Alles Gerede, hier und dort Katastrophenschutz zu leisten, verklingt in Absurdität angesichts der Frage, ob die große atomare Katastrophe stattfinden und jeden herkömmlichen Einsatz von Hilfsdiensten sinnlos machen wird. So möchte man das Land jetzt aufräumen, die Toten beklagen, bestatten, vieles neu aufbauen, Menschen in sichere Gegenden bringen, neu ansiedeln, Essen und Trinken herbeischaffen - all das möchte man tun - und weiß nicht, ob das Trinkwasser nicht morgen belastet, die Luft nicht verstrahlt, das noch bewohnbare Land nicht morgen ganz unbewohnbar, die gerade Geretteten, dem Tode gerade noch einmal Entkommenen nicht morgen schon die Todgeweihten für einen langen furchtbaren Strahlentod sind.
Diese traumatischen Vorgänge, unausmesslich furchtbar, finden nun in der Menschheit statt, sie werden dort erlebbar und vielleicht auch bald fest ins Vorstellungsspektrum der Menschen mit integriert.

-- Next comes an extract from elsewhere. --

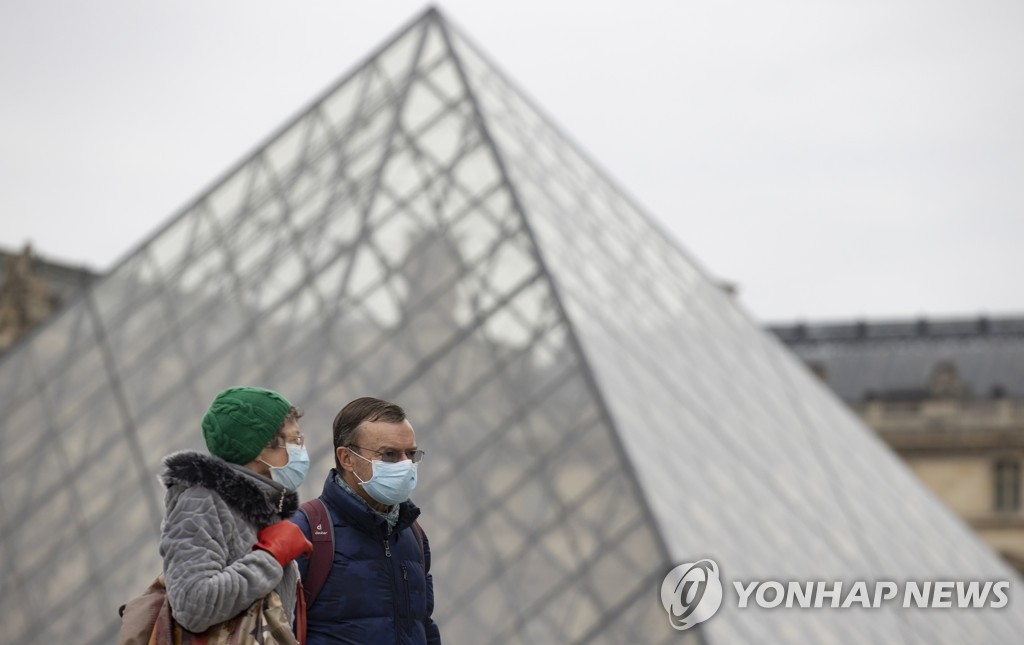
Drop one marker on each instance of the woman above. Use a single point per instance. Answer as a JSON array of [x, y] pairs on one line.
[[224, 541]]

Unvorstellbares wird nicht nur vorstellbar, sondern bald alltäglich sein. Die Entmenschung des Menschen, die Verstrahlung seines Körpers wird schon öffentlich dikutiert als der Preis, den wir nun mal für den Wohlstand, für die Segnungen der Elektrizität zu zahlen haben.

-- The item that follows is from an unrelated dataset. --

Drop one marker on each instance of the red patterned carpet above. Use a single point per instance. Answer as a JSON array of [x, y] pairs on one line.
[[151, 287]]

Ein großer Markt wird weiter wachsen, von dem viele leben können und leben wollen. Behandlungsmethoden für Verstrahlungsopfer aller Formen der Verstrahlung, von schleichenden Beschwerden bis zu schnell tödlich endender Krankheit, Medikamente, Therapeuten, Hilfsdienste, Zeltlagerstädte, Evakuierungen, Entgiftungen von Landschaften und Forschungsarbeiten dazu und und und - es werden sich Märkte für all diese neuen Bedarfe rund um die Atomkraftwerke bilden, die also nicht nur den Mitarbeitern der Werke selbst Arbeit und Lohn verschaffen. Und wo sich Märkte bilden, die diese Krisenherde bedienen, entstehen Interessen, diese Krisenherde aufrecht zu erhalten. Ein tragisches Szenario, das uns im Extrem zeigt,wo wir als Menschen stehen.

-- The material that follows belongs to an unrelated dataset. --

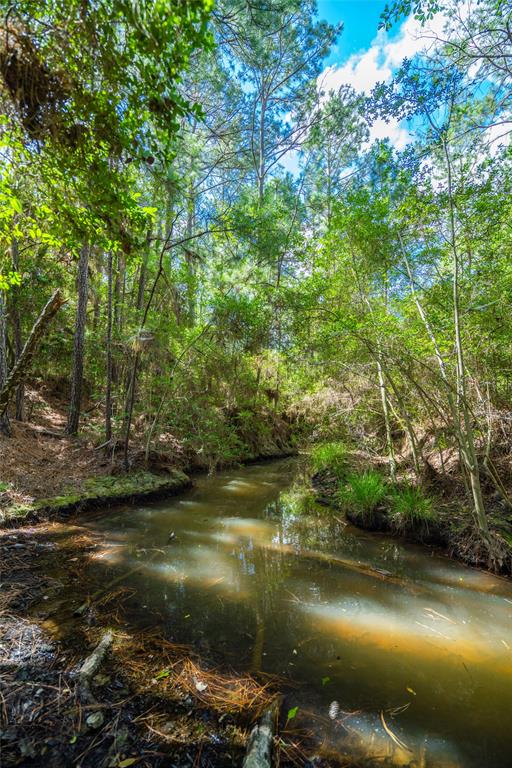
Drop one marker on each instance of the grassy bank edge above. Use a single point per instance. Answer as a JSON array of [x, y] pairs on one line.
[[106, 490]]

Dabei ist diese Erde ein so schöner Planet und der Mensch als sein Bewohner birgt bei aller Labilität wunderbare Anlagen. Ich glaube, es gibt Wesen, die um uns weinen werden. Wie viele Millionen Jahre hat es gebraucht, bis der Mensch zum Menschen wurde. Einfach sehr schade, diesem Kunstwerk Mensch, das sich selbst und seine Möglichkeiten noch nicht im entferntesten kennengelernt hat und im guten Sinn ausschöpft, dabei zuzuschauen, wie es sich leichtsinnig selbst zerstört.